Gumbs was born in Oakland, California and raised in a family shaped by migrations linked to the Great Migration and Caribbean diasporic movements involving islands such as Barbados and Jamaica. She completed undergraduate study at Spelman College during a period when alumnae networks intersected with figures from Atlanta University Center and cultural institutions like the High Museum of Art. For graduate training she attended Duke University and the University of California, Santa Cruz, engaging scholars in African American Studies, Caribbean Studies, and interdisciplinary programs influenced by theorists associated with Columbia University, Howard University, and University of California, Berkeley.
Gumbs's career synthesizes poetry, scholarship, and grassroots organizing with links to collectives and institutions such as The Black Feminist Project, Souls Grown Deep Foundation, Movement for Black Lives, Black Lives Matter, and anti-colonial networks connected to Caribbean Workers Movement. She has collaborated with activists from Black Futures Lab, cultural workers associated with MoMA PS1, and educators at places including Spelman College, Barnard College, and Columbia University. Her activism engages environmental justice campaigns with groups like Sierra Club, 350.org, and local organizations in North Carolina and New York City addressing climate resilience and reparative land practices linked to Indigenous Peoples and Freedmen descendants.
Gumbs is author of experimental and scholarly texts that dialogue with classics by figures such as Audre Lorde, bell hooks, Patricia Hill Collins, Saidiya Hartman, Toni Morrison, Gloria Anzaldúa, Pat Parker, and Alice Walker. Her major publications explore themes of Black maternal love and ancestral futurity in conversation with traditions traced to Gertrude Stein, Langston Hughes, Zora Neale Hurston, W.E.B. Du Bois, Frantz Fanon, Stuart Hall, Paul Gilroy, Achille Mbembe, Sylvia Wynter, and Édouard Glissant. She works across genres, producing poetry, manifestos, and dialogues that sit alongside texts by Octavia Butler, Ibram X. Kendi, Roxane Gay, Saidiya Hartman, and Keeanga-Yamahtta Taylor. Recurring themes include speculative care, abolitionist ethics, kinship economies, eco-logic, and collective memory, engaging intellectual traditions from Caribbean literature and African diaspora thought to contemporary debates in Queer studies and Critical race theory.
Gumbs has held teaching appointments and residencies at institutions such as Barnard College, Yale University, Brown University, Duke University, University of California, Santa Cruz, and Spelman College. She has been a visiting scholar and fellow at centers including the Schomburg Center for Research in Black Culture, Institute for Research in African-American Studies at Columbia University, the Woodrow Wilson International Center for Scholars, and artist residencies at MacDowell, Yaddo, and Headlands Center for the Arts. Her pedagogy is informed by the activist-academic genealogies represented by programs at Howard University, Rutgers University-Newark, and Cornell University.
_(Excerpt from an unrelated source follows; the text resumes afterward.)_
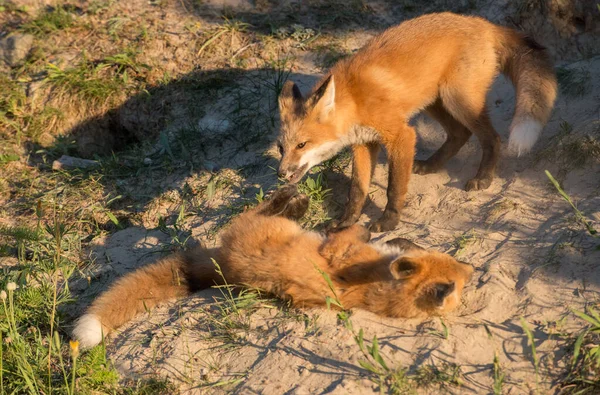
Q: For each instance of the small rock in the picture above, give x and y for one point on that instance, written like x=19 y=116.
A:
x=210 y=165
x=69 y=162
x=15 y=48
Gumbs's work has been acknowledged by prizes and fellowships from organizations such as the Guggenheim Foundation, the Ford Foundation, the Andrew W. Mellon Foundation, and the National Endowment for the Arts. She has been featured in lists and anthologies alongside authors honored by the Pulitzer Prize, the National Book Critics Circle, the PEN America awards, and the Whiting Foundation. Her contributions to contemporary Black feminist thought and speculative poetics are cited in scholarship emerging from centers like the Brookings Institution, Hutchins Center for African and African American Research, and international venues including panels at Royal Society of Arts and the Institute of Contemporary Arts.
Gumbs identifies with communities and movements shaped by diasporic roots across the Caribbean and the American South. Her relationships with mentors and peers link her to networks involving figures from Harlem Renaissance studies, contemporary writers in New York City, activists in Atlanta, and scholars across Europe and Africa. She participates in collaborative projects that bring together organizers from Black Lives Matter, artists from Diaspora Vibe Cultural Arts Inc., and academics from institutions such as Goldsmiths, University of London and University of Cape Town.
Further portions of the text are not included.